Monday, 12 November 2012
nothing creative to say, just that a little cancer came my way.
Welp. Nothing lasts forever, not even N.E.D.
I have been diagnosed with a recurrence of my original Ewing's Sarcoma from 2008. This time the tumor is growing from my right lung pleura and is completely taking up the right side of my chest, pushing on my heart. It's roughly the size and shape of a dinner plate, which is to say... it's HUGE. Over the past few weeks I've had a chest tube put in (thankfully out now) to drain 3 liters of fluid from my lung. I've started chemo, which seems milder so far than what I went through three years ago. Still, the side effects remain, especially weakness & vomiting, my dear old friends.

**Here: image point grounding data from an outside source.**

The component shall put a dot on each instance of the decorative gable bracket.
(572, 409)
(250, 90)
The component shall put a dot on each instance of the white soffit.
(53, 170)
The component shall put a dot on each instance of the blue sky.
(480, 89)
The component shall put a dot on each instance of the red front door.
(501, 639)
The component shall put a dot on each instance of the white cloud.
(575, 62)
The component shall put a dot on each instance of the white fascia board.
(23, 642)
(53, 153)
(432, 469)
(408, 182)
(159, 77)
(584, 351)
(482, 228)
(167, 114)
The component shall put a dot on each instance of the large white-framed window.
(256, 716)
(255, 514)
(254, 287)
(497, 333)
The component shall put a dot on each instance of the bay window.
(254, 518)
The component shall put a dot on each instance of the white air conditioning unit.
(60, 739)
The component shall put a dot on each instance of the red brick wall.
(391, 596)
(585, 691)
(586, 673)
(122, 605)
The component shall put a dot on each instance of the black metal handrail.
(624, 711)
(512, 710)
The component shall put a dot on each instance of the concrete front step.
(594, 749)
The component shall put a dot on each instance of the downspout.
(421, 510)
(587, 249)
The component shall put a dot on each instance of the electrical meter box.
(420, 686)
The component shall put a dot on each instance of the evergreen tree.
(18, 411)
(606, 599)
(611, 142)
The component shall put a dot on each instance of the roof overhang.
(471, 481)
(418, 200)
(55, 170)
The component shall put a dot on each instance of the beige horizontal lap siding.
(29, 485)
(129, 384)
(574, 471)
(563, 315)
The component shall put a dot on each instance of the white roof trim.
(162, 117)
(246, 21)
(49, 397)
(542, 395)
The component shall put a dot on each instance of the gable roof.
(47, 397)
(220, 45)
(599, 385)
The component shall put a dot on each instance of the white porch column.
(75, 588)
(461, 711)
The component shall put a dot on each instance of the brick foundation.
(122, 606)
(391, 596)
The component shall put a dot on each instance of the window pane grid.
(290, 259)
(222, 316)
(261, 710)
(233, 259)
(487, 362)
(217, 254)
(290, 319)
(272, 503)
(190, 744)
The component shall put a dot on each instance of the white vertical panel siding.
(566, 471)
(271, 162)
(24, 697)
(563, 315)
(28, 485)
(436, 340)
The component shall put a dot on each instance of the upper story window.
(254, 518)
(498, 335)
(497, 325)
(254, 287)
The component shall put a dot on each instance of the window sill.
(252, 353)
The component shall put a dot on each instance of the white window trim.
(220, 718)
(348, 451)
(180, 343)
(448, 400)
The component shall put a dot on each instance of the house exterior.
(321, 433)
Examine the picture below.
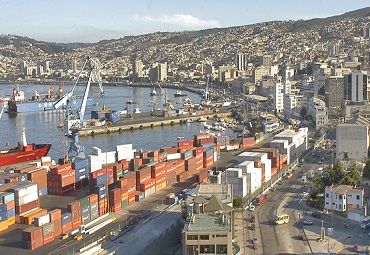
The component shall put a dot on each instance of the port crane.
(74, 119)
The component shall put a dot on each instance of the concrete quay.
(145, 120)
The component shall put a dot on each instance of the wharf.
(145, 120)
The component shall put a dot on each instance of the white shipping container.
(96, 151)
(128, 155)
(26, 189)
(94, 163)
(108, 157)
(45, 159)
(173, 156)
(149, 192)
(124, 147)
(26, 199)
(42, 220)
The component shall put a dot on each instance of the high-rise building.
(334, 91)
(241, 62)
(137, 70)
(356, 86)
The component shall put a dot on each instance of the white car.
(307, 222)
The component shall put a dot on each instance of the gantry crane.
(74, 119)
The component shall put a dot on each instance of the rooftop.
(208, 222)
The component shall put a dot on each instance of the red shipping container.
(143, 174)
(76, 222)
(31, 233)
(57, 227)
(27, 207)
(148, 184)
(55, 214)
(48, 238)
(61, 168)
(10, 205)
(182, 176)
(75, 205)
(66, 227)
(93, 198)
(189, 143)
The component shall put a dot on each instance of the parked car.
(307, 222)
(255, 243)
(316, 215)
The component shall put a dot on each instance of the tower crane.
(74, 119)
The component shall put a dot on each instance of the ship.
(19, 104)
(23, 152)
(179, 94)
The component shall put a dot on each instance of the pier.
(145, 120)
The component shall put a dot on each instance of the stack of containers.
(3, 218)
(26, 197)
(159, 174)
(48, 232)
(94, 206)
(198, 154)
(85, 209)
(117, 171)
(75, 209)
(81, 172)
(148, 187)
(7, 198)
(115, 200)
(32, 238)
(38, 176)
(208, 158)
(61, 179)
(102, 176)
(101, 191)
(56, 218)
(66, 222)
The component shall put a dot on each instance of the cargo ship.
(19, 103)
(23, 152)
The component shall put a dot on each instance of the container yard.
(109, 183)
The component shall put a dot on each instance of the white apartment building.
(318, 111)
(340, 198)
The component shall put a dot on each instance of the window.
(204, 237)
(207, 249)
(221, 249)
(192, 237)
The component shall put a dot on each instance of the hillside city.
(312, 77)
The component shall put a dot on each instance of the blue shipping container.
(3, 216)
(6, 197)
(3, 208)
(66, 218)
(43, 192)
(101, 188)
(11, 213)
(80, 164)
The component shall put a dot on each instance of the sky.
(90, 21)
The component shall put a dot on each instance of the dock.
(146, 120)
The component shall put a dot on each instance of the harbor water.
(42, 127)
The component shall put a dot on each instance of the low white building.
(342, 198)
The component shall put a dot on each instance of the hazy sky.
(93, 20)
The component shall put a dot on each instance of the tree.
(366, 171)
(238, 202)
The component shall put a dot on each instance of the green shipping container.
(85, 202)
(124, 203)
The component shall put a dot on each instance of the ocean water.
(42, 127)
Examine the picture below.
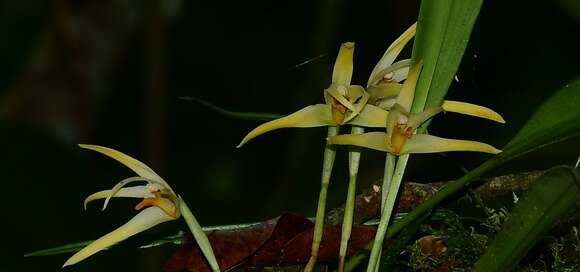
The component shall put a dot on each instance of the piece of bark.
(286, 240)
(281, 241)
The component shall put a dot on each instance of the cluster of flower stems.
(383, 105)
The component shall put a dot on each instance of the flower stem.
(198, 235)
(387, 212)
(390, 161)
(354, 161)
(328, 162)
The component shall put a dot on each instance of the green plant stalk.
(250, 116)
(328, 162)
(354, 161)
(198, 235)
(387, 212)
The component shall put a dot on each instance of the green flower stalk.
(401, 139)
(383, 85)
(160, 204)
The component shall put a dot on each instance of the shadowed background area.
(111, 72)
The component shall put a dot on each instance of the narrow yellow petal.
(387, 90)
(371, 116)
(141, 191)
(473, 110)
(407, 94)
(423, 143)
(394, 73)
(144, 220)
(311, 116)
(392, 52)
(138, 167)
(372, 140)
(342, 72)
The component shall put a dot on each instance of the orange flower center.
(163, 203)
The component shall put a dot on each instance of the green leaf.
(252, 116)
(443, 31)
(550, 198)
(554, 121)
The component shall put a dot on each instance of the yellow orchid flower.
(400, 137)
(160, 204)
(345, 103)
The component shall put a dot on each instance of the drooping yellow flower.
(400, 137)
(345, 103)
(160, 204)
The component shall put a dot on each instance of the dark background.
(111, 72)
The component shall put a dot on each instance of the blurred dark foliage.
(110, 73)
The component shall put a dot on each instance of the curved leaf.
(443, 31)
(550, 198)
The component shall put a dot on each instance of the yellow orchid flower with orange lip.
(400, 137)
(160, 204)
(345, 103)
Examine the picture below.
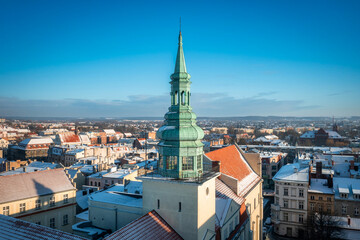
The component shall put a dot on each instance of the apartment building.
(289, 211)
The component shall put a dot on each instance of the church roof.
(223, 191)
(232, 163)
(149, 226)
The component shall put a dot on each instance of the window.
(52, 222)
(6, 210)
(343, 195)
(301, 218)
(343, 209)
(301, 192)
(22, 207)
(198, 162)
(65, 219)
(286, 192)
(188, 163)
(52, 201)
(171, 162)
(328, 209)
(301, 205)
(38, 204)
(286, 203)
(286, 217)
(312, 206)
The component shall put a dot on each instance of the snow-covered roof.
(116, 195)
(32, 167)
(221, 209)
(348, 186)
(308, 134)
(293, 173)
(28, 185)
(149, 226)
(17, 229)
(109, 131)
(320, 186)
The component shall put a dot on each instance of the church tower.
(180, 191)
(180, 147)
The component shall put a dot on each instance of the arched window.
(183, 98)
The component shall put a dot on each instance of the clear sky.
(114, 58)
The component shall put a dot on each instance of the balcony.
(275, 220)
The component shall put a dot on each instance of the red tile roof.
(223, 191)
(149, 226)
(16, 229)
(232, 163)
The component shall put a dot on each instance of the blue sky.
(114, 58)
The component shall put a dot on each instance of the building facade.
(289, 211)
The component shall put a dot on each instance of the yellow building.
(44, 197)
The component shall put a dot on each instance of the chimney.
(330, 181)
(352, 165)
(318, 169)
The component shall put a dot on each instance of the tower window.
(160, 161)
(171, 162)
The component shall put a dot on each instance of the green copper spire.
(180, 146)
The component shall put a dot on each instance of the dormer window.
(343, 195)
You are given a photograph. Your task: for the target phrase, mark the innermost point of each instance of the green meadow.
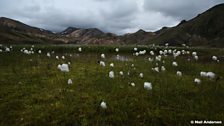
(33, 91)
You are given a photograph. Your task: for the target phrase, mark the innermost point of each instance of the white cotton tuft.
(163, 68)
(48, 54)
(80, 49)
(102, 56)
(151, 53)
(132, 84)
(179, 73)
(121, 73)
(150, 59)
(102, 63)
(141, 75)
(64, 68)
(210, 75)
(148, 85)
(197, 81)
(214, 58)
(69, 81)
(174, 64)
(203, 74)
(111, 74)
(111, 64)
(103, 105)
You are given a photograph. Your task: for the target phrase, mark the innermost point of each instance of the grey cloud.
(116, 16)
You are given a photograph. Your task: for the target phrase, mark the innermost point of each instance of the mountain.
(68, 30)
(206, 29)
(12, 31)
(139, 37)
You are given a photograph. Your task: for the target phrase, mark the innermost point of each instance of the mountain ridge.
(205, 29)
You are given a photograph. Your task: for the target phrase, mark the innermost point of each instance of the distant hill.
(206, 29)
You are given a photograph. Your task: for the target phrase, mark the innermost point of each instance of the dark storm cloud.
(180, 9)
(117, 16)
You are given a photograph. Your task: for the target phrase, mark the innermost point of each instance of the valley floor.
(33, 91)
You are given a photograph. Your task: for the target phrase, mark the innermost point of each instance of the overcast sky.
(116, 16)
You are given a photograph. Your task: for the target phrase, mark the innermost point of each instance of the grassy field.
(33, 91)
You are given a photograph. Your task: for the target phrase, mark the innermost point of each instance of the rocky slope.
(206, 29)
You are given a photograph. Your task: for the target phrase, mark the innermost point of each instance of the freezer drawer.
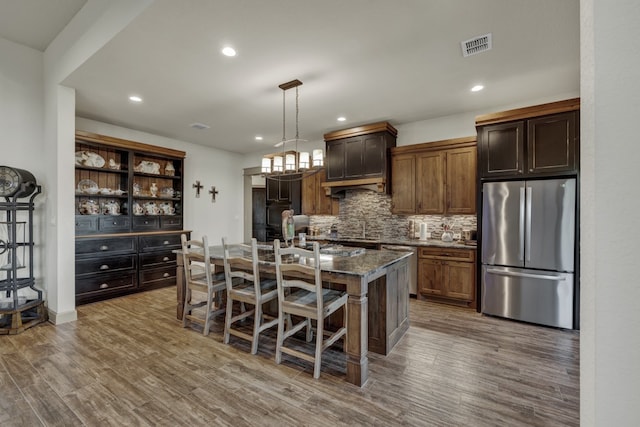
(541, 297)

Right now I'm being treated at Sloan Kettering thanks to the hard work of my dedicated family, friends, and... Medicaid. I cannot express how magical SK is, especially Pediatrics, where I am being treated. It's like the Disneyland of cancer wards. I feel I'm in the best, most capable hands possible.
My next chemo is on the 19th, just in time for Thanksgiving & watching everyone around me eat delicious food while I desperately grasp the puke bucket. Each cycle will consist of 10 days Irenotecan and 5 days of some other drug I can't remember. I won't know of any progress (i.e., is it working?) until after my second cycle. This will go on for 12 months, with breaks for radiation and surgery. Yes, I get it all this time!
I promise to keep you all updated, but please keep in mind-- sometimes I don't even have the energy to write. There is an apathy that falls upon you after your 3rd cancer diagnosis. I saw it happen with friends, and now I understand. Why bother to write this time? Haven't we been here before? Why am I suffering through this again?